Mapping the Customer Journey with an Iterative Approach to Building a Marketing Data Lake

Transamerica Presents at Informatica World 2016.

Informatica World 2016 was in San Francisco this year, and the company whose iconic pyramid marks the skyline led this key session describing the strategy and hard work behind their successful EMAP (Enterprise Marketing and Analytics Program) customer relationship platform. Vishal Bamba, VP Innovation & Architecture and Rocky Tiwari, Manager of Innovation & Architecture, took the stage together and walked the audience through their process.

In an increasingly competitive insurance industry, insurance providers are becoming strategically about understanding customer relationships – seeking a 360 view of customers to inform marketing activities, up-sell and cross-sell. The goal for EMAP was to serve up this 360° view of customers, for marketing and planning analysis – to mine customer data for insights which will fuel targeted marketing and service efforts.

The solution architecture centered around Informatica Big Data Management, Cloudera Enterprise, and Tableau for data visualization. They built the system to enable an iterative approach, where either whole or partial datasets could be ingested, producing added business value immediately, while gradually enriching profiles and building a more comprehensive enterprise solution over time.

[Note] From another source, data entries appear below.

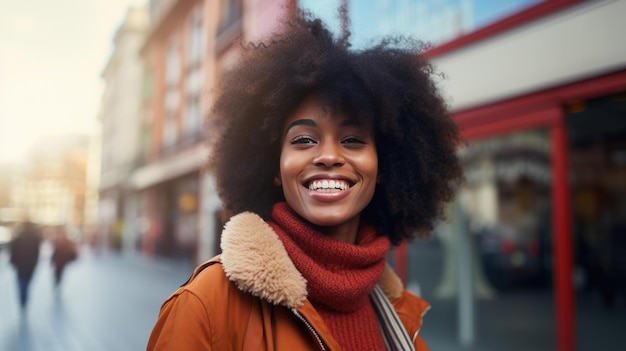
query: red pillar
[551,114,576,351]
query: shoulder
[148,257,255,350]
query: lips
[308,179,352,192]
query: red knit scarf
[269,202,390,350]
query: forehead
[283,95,371,130]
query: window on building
[163,36,180,151]
[183,5,205,139]
[217,0,243,35]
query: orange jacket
[147,213,429,351]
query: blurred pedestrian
[9,221,41,308]
[51,228,78,286]
[147,8,462,351]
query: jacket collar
[221,212,403,308]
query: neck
[316,215,360,245]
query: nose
[313,142,345,167]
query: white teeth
[309,179,350,193]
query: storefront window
[566,93,626,350]
[408,130,555,350]
[298,0,546,47]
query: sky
[0,0,147,163]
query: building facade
[98,7,149,250]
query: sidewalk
[0,244,193,351]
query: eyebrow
[285,118,365,131]
[285,119,317,132]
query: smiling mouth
[308,179,352,193]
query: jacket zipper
[292,309,326,351]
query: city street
[0,244,193,351]
[0,243,626,351]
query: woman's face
[279,97,378,241]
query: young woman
[148,8,461,351]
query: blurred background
[0,0,626,351]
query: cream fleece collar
[221,212,403,308]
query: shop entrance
[566,92,626,350]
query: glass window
[408,130,555,350]
[299,0,546,48]
[566,92,626,350]
[183,5,204,138]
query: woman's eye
[341,137,365,144]
[291,136,315,144]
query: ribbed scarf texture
[269,202,390,351]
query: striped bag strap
[370,285,415,351]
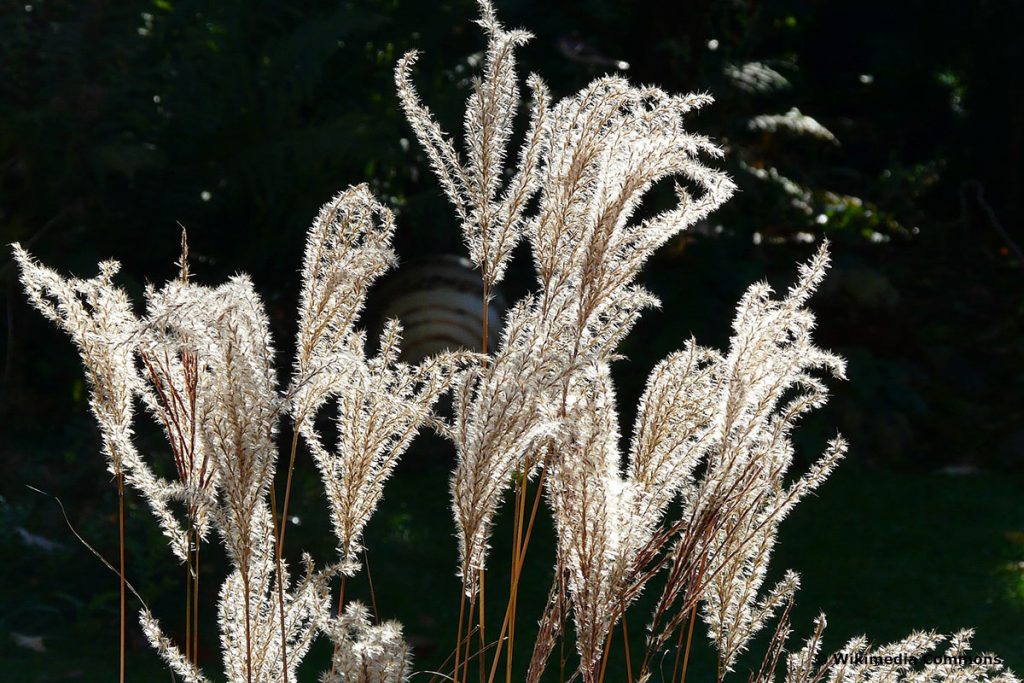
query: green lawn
[0,456,1024,681]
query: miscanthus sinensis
[14,0,1016,683]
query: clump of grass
[14,0,1016,683]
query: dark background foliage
[0,0,1024,680]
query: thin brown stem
[270,481,290,683]
[331,574,347,680]
[485,463,548,683]
[118,469,125,683]
[362,548,381,624]
[623,611,633,683]
[462,594,476,683]
[679,553,708,683]
[278,428,303,555]
[452,571,466,683]
[476,567,487,683]
[242,571,253,683]
[193,531,202,667]
[185,531,193,661]
[505,466,526,683]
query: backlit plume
[14,0,1017,683]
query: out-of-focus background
[0,0,1024,681]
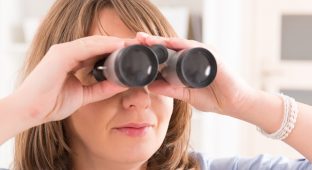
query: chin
[114,143,159,163]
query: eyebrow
[97,14,110,36]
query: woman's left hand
[136,33,254,116]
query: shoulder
[190,152,312,170]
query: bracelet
[257,94,299,140]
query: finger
[136,32,205,50]
[83,81,127,105]
[148,80,192,102]
[125,39,140,47]
[47,36,125,72]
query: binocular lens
[93,45,217,88]
[176,48,217,88]
[115,45,158,87]
[93,45,158,87]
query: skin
[0,3,312,169]
[67,8,173,170]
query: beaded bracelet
[257,94,299,140]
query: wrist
[229,90,284,133]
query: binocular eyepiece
[92,45,217,88]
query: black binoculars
[92,45,217,88]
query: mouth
[113,123,153,137]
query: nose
[122,88,151,110]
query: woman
[0,0,312,170]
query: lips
[114,123,153,137]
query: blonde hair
[13,0,198,170]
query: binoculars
[92,45,217,88]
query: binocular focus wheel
[176,47,217,88]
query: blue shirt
[194,153,312,170]
[0,153,312,170]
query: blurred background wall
[0,0,312,167]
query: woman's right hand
[13,36,126,125]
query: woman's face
[67,8,173,167]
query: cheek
[153,96,173,140]
[67,103,114,150]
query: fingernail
[138,32,149,38]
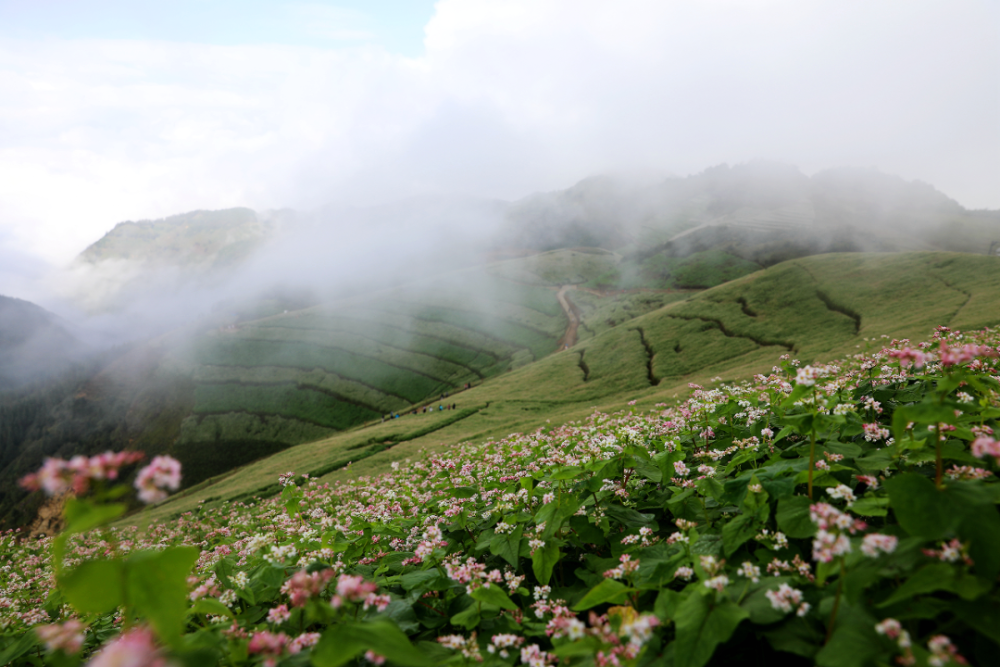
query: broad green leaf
[878,563,955,607]
[126,547,198,644]
[469,584,517,611]
[0,631,41,665]
[490,524,524,567]
[950,598,1000,645]
[764,616,823,660]
[188,598,235,618]
[52,498,125,572]
[851,496,889,516]
[573,579,634,611]
[399,569,441,591]
[775,496,816,538]
[885,473,959,540]
[816,622,884,667]
[958,507,1000,580]
[451,604,479,630]
[311,620,430,667]
[722,514,757,558]
[674,594,749,667]
[549,467,584,482]
[740,577,789,625]
[531,540,561,586]
[605,505,653,528]
[59,560,125,614]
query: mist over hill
[0,162,1000,525]
[0,295,88,392]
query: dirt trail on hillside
[556,285,580,349]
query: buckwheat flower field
[0,328,1000,667]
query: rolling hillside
[135,253,1000,518]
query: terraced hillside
[137,253,1000,517]
[177,272,580,486]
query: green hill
[135,253,1000,518]
[0,295,86,393]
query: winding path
[556,285,580,350]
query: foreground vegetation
[0,328,1000,667]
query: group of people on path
[382,382,472,424]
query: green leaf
[951,598,1000,645]
[573,579,634,611]
[311,620,430,667]
[399,569,441,591]
[816,622,883,667]
[653,588,685,623]
[740,577,790,625]
[127,547,198,644]
[958,507,1000,580]
[490,524,524,567]
[674,594,749,667]
[188,598,235,618]
[635,459,663,484]
[531,540,561,586]
[469,584,517,611]
[549,466,585,482]
[52,498,125,572]
[0,631,40,665]
[775,496,816,538]
[722,514,757,558]
[59,560,125,614]
[851,496,889,516]
[885,473,958,540]
[878,563,955,607]
[451,604,479,630]
[764,616,823,660]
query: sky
[0,0,1000,272]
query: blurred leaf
[674,594,749,667]
[59,560,125,614]
[573,579,635,611]
[311,620,430,667]
[469,584,517,611]
[775,496,816,538]
[885,473,960,540]
[127,547,198,644]
[531,540,561,586]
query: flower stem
[809,430,816,500]
[823,558,847,646]
[934,424,944,489]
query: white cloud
[0,0,1000,268]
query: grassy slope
[135,253,1000,519]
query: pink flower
[288,632,320,655]
[281,569,334,607]
[927,635,969,667]
[35,619,84,655]
[247,630,288,667]
[972,435,1000,465]
[267,604,292,625]
[889,347,927,368]
[88,628,167,667]
[19,452,146,496]
[330,574,378,609]
[861,533,899,558]
[365,649,385,665]
[135,456,181,504]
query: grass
[127,253,1000,518]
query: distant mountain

Data quality and governance were an important part of the plan—as Bamba put it, “We knew we didn’t want to create a data swamp.”

Rocky took over for the second half, diving in deep and granular on Transamerica’s record matching and linking strategy; Informatica Big Data Relationship Manager supports this two-step process that involves grouping (key generation, candidate selection) and matching (rule matching, score & thresholds). He was able to show how a system of rules and weights allows Transamerica to intelligently short partly overlapping, confusing, or incomplete records to decide whether Jon Alexander and Jonathan Alexander Jr are the same person, for example.

He expressed excitement and apprehension about the scope of the challenge for data architects. “We have data coming in from many sources,” he said, “and we don’t always have a common understanding of data definitions across our enterprise. Before you start creating your rules you have to invest time in understanding all your data.” He also advised using Informatica Analyst (“a very good tool for profiling”), as well as keeping your partition size small enough, so it doesn’t kill performance, and resisting the urge to try stretching design to include trivial “edge cases”—it can cause problems elsewhere. This pragmatic approach is good for high growth organizations who can’t afford to invest in armies of specialized Hadoop developers. Judging by the detailed questions in the closing Q&A, the audience appreciated their newfound understanding of the Transamerica experience.